In brief, I teach that God is on mission to redeem a people for Himself from all peoples on planet earth. As such, the mission of the church is to glorify God by participating in that mission by sharing and showing the gospel of King Jesus in the power of the Spirit. Thus, a missional church not only concentrates on who they are becoming—more like Jesus in every area of life—but what they are doing and who they are reaching. 

Churches must exercise their missional muscles. Here are at least three types of intense, missionally strengthening exercises churches can do: incarnational, attractional and invitational exercises. Without having the space to describe each one, I’ll leave you with the question each asks. Incarnational exercises ask, “How can we be the presence of Jesus in the everyday ebb and flow of our community?” Attractional exercises ask, “How can we bring or demonstrate the inbreaking kingdom of God in our community?” Invitational exercises ask, “In what ways are we inviting people into the kingdom of God via a relationship with Jesus?” 
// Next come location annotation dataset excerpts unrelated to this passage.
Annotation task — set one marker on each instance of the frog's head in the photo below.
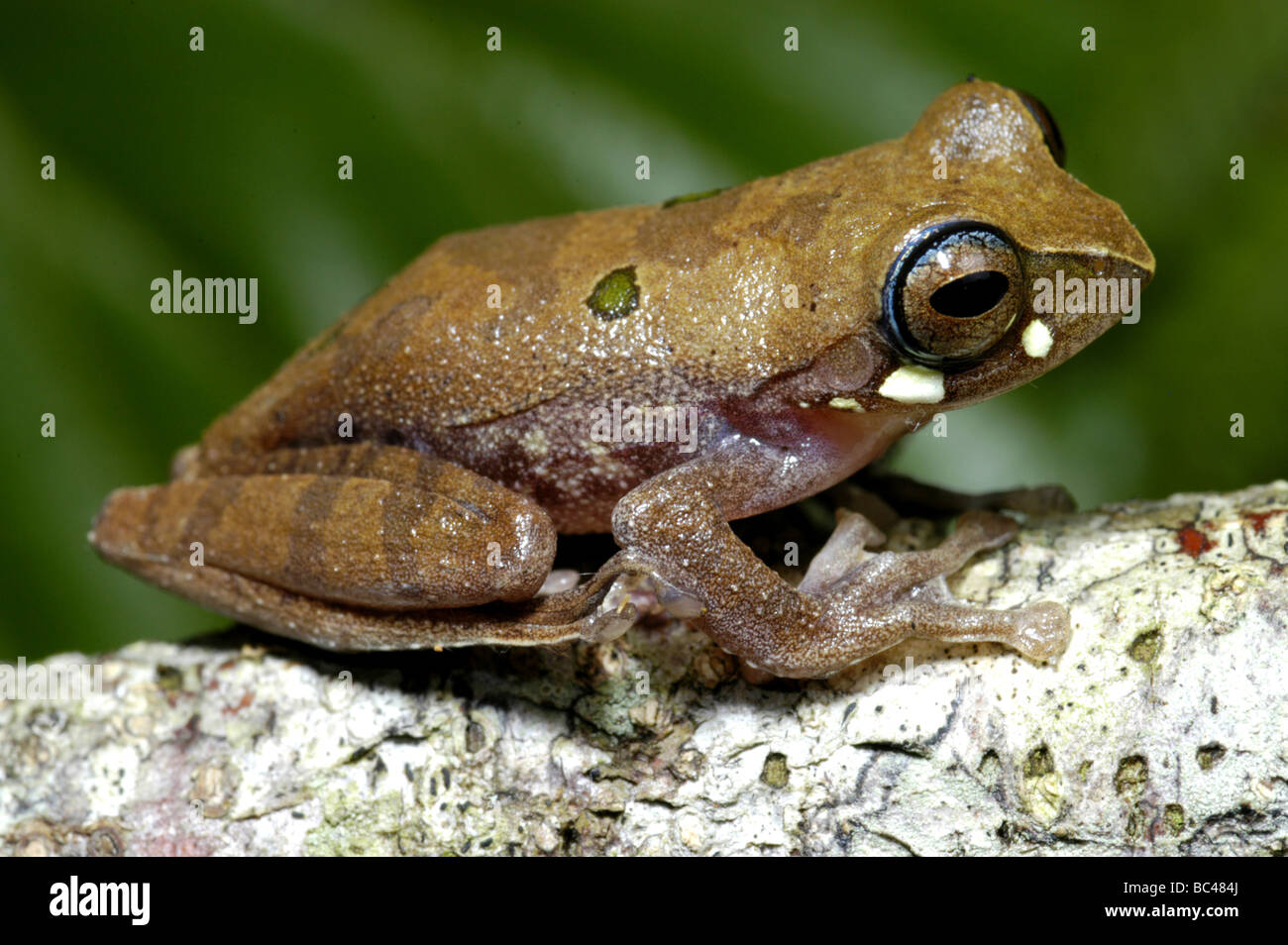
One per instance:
(993, 264)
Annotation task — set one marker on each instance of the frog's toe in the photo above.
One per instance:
(1043, 631)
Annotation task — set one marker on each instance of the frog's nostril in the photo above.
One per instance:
(971, 295)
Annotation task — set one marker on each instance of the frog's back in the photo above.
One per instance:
(653, 303)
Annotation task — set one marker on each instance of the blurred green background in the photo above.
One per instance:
(223, 162)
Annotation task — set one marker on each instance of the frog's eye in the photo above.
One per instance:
(952, 293)
(1050, 130)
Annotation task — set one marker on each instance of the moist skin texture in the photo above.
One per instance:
(400, 481)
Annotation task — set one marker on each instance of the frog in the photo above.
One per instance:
(404, 479)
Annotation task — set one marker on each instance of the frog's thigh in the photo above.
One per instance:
(840, 618)
(439, 536)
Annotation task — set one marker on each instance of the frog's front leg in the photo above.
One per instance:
(675, 524)
(353, 548)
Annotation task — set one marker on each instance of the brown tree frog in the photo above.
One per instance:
(400, 481)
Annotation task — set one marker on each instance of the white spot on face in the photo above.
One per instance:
(1037, 339)
(845, 403)
(913, 383)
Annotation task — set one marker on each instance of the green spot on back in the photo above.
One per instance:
(616, 293)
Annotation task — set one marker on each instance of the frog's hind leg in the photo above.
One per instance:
(355, 548)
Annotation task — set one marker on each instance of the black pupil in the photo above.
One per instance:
(970, 295)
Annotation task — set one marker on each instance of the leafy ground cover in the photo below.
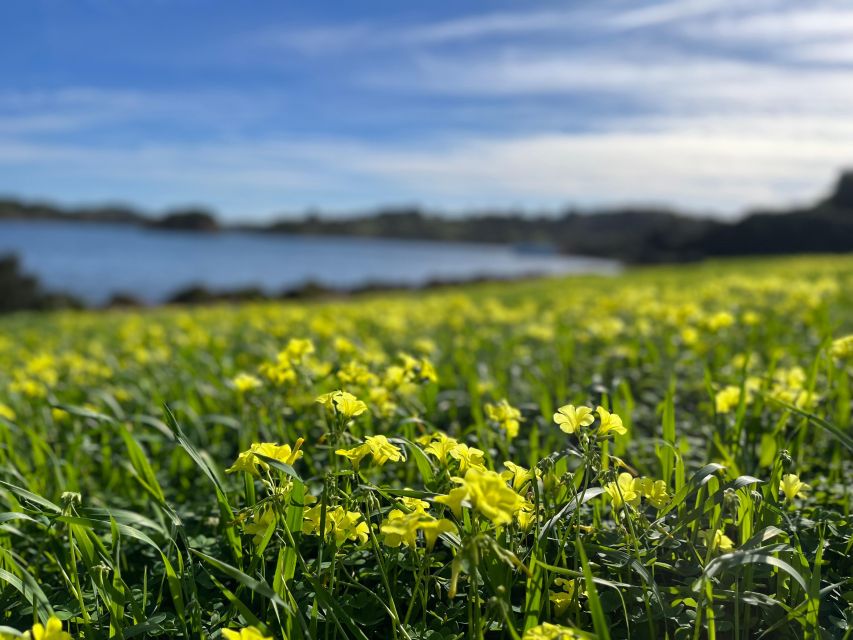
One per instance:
(663, 454)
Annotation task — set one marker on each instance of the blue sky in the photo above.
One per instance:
(262, 108)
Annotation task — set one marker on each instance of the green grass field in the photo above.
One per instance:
(663, 454)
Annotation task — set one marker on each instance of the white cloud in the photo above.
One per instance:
(713, 165)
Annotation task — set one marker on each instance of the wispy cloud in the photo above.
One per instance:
(704, 104)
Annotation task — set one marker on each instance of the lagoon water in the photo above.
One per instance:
(95, 261)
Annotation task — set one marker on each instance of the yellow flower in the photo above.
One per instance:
(517, 474)
(570, 418)
(548, 631)
(507, 417)
(342, 402)
(720, 320)
(487, 493)
(623, 491)
(342, 524)
(717, 540)
(247, 633)
(6, 412)
(53, 631)
(441, 446)
(296, 350)
(244, 382)
(259, 525)
(727, 399)
(248, 462)
(792, 487)
(563, 598)
(415, 504)
(610, 422)
(654, 491)
(377, 446)
(402, 528)
(468, 457)
(842, 348)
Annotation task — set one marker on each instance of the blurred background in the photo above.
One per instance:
(189, 150)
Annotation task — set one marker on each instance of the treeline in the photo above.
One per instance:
(629, 235)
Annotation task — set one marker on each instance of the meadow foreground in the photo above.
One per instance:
(663, 454)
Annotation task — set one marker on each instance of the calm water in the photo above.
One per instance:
(95, 261)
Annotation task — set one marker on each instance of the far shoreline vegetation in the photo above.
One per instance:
(634, 236)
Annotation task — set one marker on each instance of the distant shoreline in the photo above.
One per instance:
(630, 235)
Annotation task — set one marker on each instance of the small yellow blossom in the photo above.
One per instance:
(517, 475)
(727, 399)
(248, 461)
(440, 446)
(244, 382)
(468, 457)
(259, 525)
(717, 540)
(402, 528)
(610, 422)
(6, 412)
(379, 447)
(548, 631)
(51, 631)
(342, 524)
(842, 348)
(563, 598)
(570, 418)
(792, 487)
(246, 633)
(486, 492)
(623, 491)
(507, 417)
(654, 491)
(342, 402)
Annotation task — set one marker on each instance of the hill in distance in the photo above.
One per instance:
(632, 235)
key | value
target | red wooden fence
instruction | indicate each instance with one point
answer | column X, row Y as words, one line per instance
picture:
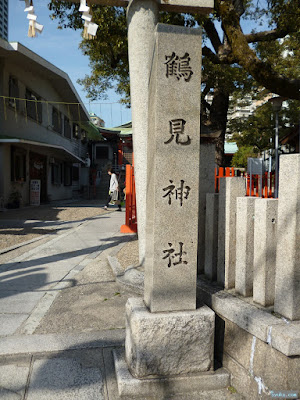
column 130, row 212
column 266, row 183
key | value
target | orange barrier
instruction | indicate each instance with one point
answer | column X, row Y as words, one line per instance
column 266, row 183
column 130, row 214
column 221, row 173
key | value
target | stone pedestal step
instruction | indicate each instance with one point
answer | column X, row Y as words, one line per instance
column 159, row 387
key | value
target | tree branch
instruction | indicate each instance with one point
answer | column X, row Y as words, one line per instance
column 211, row 55
column 266, row 36
column 213, row 35
column 261, row 71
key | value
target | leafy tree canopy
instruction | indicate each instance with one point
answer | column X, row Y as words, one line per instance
column 240, row 158
column 229, row 61
column 234, row 63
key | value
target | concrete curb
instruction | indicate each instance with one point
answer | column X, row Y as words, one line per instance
column 29, row 344
column 130, row 278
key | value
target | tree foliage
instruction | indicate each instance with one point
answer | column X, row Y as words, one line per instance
column 240, row 158
column 234, row 63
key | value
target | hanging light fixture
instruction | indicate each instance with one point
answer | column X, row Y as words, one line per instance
column 90, row 28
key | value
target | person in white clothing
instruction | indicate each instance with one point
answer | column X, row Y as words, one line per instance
column 113, row 193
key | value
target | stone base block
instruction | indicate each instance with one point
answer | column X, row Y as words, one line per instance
column 168, row 343
column 166, row 386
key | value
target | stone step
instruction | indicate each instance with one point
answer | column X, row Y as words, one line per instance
column 168, row 386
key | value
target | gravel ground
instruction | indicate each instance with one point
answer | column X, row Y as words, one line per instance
column 129, row 254
column 75, row 211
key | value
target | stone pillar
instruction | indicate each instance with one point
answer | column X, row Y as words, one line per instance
column 207, row 185
column 244, row 245
column 265, row 241
column 211, row 236
column 230, row 189
column 142, row 16
column 173, row 165
column 287, row 283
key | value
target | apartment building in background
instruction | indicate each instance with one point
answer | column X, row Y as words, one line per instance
column 4, row 19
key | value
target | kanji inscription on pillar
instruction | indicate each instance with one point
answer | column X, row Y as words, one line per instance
column 177, row 132
column 173, row 257
column 179, row 66
column 181, row 193
column 173, row 165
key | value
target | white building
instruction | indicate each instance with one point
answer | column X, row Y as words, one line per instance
column 43, row 128
column 4, row 19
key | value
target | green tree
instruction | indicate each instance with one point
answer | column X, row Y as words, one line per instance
column 234, row 63
column 240, row 158
column 258, row 130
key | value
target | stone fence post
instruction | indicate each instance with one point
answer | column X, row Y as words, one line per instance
column 287, row 283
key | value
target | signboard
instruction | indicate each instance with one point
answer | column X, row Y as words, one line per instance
column 35, row 192
column 255, row 166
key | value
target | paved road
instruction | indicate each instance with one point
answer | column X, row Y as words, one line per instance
column 62, row 316
column 25, row 280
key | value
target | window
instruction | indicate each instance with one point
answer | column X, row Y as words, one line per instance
column 68, row 175
column 83, row 136
column 76, row 131
column 13, row 92
column 56, row 174
column 18, row 165
column 56, row 120
column 75, row 173
column 67, row 128
column 101, row 153
column 34, row 107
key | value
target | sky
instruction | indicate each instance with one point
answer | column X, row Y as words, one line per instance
column 60, row 47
In closing, I believe there are a lot of churches—especially as we move into a post-COVID era—that need to increase their ecclesial metabolism. 

Dr. Chih-Hao Lee, professor of genetics and complex diseases at Harvard’s T.H. Chan School of Public Health, suggests, “The greatest factors [of weight gain] as you age are often poor diet and inactivity,” not necessarily sluggish metabolism. 

Applied ecclesiastically, churches cannot blame their age for their unhealth, but their poor diet and inactivity. That’s why in order to be healthy, churches must increase their ecclesial metabolism through a combination of mobilizing their body for ministry and mission, consuming healthy soul-satisfying and long-lasting messages and ministries, and strengthening their missional muscles. Such activities will certainly enhance the health of churches.